2010   Professor of Open Innovation and Business Venturing, School of Business & Economics, Maastricht University

‘View a research proposal like a business case’

These days, Iske combines his Institute of Brilliant Failures with his professorship. His educational background gave him an analytical perspective. When he looks at the academic world, he sees a strong focus on success. ‘I am always surprised to see that acquiring a grant is a cause for celebration, even though that is only the beginning,’ he says. ‘With any research, you face many uncertainties. You can recognise these uncertainties by viewing a research proposal more like a business case. That means you do not have to go as deep and the researcher will receive ‘seed money,’ instead of getting the entire sum in one go.’

Iske says it is all about daring. In March, he gave a talk during the National Research Agenda’s ‘Innovative Risks or Risky Innovation?’ conference. He took the example of the Idea Generator, where researchers can receive a sum of fifty grand for their ‘risky’ projects. ‘I showed images of seven researchers who had all been killed by their own invention; from a cancer researcher who died of a radiation overdose to a researcher of radioactivity. Talk about ‘high risk – high gain’ research.’

Distorted worldview

The academic world’s strong focus on success results in a distorted worldview, Iske says. It is not unlike the news. ‘When you watch the evening news, you might start to believe the world is constantly in crisis. The world of science does the reverse: it sums up its successes, yet hardly anyone ever talks about their failures. It is my mission to create a place for failures.

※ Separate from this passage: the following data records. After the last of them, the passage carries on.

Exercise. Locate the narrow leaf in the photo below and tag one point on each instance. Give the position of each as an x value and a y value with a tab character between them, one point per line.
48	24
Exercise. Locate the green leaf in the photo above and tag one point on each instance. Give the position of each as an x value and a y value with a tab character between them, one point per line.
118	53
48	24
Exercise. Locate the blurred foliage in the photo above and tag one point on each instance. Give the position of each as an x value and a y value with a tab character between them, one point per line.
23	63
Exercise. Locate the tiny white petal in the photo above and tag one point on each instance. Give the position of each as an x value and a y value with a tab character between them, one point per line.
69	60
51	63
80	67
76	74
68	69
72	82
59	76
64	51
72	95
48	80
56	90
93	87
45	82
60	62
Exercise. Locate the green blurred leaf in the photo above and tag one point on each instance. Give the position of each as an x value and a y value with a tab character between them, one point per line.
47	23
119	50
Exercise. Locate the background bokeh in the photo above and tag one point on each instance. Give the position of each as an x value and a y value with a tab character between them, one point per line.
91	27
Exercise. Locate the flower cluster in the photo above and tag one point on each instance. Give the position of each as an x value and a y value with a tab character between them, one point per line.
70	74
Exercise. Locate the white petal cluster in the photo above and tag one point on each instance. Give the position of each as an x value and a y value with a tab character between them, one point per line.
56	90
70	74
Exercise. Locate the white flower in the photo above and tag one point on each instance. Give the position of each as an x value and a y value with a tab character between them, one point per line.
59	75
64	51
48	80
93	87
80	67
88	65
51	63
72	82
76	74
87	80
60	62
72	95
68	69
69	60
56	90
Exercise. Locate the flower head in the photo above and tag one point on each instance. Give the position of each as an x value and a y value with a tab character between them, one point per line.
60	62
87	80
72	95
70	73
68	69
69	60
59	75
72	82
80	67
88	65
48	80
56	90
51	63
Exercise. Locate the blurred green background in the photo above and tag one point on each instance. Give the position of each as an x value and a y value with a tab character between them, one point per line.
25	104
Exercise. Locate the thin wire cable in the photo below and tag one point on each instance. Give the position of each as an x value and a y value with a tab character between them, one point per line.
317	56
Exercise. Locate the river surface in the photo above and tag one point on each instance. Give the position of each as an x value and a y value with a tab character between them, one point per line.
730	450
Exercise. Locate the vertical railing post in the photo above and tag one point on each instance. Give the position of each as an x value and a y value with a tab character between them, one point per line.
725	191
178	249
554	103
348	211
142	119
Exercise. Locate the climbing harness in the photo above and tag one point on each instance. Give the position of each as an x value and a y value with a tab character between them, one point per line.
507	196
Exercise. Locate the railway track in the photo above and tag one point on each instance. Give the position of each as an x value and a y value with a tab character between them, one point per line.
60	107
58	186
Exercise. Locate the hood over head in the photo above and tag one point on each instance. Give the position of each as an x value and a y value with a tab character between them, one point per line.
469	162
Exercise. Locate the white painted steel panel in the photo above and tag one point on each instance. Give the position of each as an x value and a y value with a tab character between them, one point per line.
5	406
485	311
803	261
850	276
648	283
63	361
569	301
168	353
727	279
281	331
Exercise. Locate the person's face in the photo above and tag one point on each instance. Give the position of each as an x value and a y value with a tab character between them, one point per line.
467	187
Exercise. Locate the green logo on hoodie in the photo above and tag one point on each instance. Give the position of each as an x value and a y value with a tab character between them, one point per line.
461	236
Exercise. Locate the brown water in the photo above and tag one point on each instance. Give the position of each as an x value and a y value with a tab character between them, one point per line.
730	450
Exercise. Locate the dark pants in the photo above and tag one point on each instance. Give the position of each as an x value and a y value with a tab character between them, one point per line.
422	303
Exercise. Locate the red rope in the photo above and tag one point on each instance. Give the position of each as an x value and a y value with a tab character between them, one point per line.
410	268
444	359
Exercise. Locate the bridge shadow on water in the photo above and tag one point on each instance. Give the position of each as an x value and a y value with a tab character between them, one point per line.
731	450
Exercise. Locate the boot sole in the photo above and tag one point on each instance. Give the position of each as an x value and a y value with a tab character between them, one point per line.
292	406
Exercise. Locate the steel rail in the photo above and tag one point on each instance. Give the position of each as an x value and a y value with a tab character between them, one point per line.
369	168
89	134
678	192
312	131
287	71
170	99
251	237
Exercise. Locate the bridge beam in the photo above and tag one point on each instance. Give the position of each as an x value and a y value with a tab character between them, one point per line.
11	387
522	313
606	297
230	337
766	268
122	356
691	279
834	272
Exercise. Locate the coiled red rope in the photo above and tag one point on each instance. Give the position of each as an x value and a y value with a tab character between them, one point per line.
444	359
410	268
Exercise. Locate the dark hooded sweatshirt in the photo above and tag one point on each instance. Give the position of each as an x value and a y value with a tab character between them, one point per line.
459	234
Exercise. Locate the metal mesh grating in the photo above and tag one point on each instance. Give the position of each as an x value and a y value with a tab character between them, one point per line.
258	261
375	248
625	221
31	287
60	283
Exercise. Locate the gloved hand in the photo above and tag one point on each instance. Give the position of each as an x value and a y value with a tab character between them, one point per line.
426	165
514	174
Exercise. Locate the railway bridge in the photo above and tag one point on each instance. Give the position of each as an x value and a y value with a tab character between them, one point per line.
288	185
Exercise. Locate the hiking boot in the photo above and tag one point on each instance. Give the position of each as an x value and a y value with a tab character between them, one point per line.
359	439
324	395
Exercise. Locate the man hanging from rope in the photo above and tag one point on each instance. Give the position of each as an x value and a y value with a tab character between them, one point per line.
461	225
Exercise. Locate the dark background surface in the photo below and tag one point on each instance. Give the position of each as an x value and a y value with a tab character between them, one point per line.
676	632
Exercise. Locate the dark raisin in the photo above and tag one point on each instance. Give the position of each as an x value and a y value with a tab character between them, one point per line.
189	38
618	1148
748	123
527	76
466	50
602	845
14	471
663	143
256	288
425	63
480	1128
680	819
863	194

That requires an instrument that tells you which failures are brilliant, because laziness or a lack of interest are not.’

'People in organisations understandably focus too strongly on the risk of damage'

‘However, once that language exists,’ Iske concludes, ‘you can truly learn a lot from failures. You also allow the people in an organisation to try something genuinely new, because they are not judged on their success or lack thereof, but rather on the process leading up to it. People in organisations understandably focus too strongly on the risk of damage. They are afraid that a failure will haunt them for the rest of their career. That is a surefire way to kill innovation. People should be given the opportunity to fail brilliantly; you can get so much out of that.’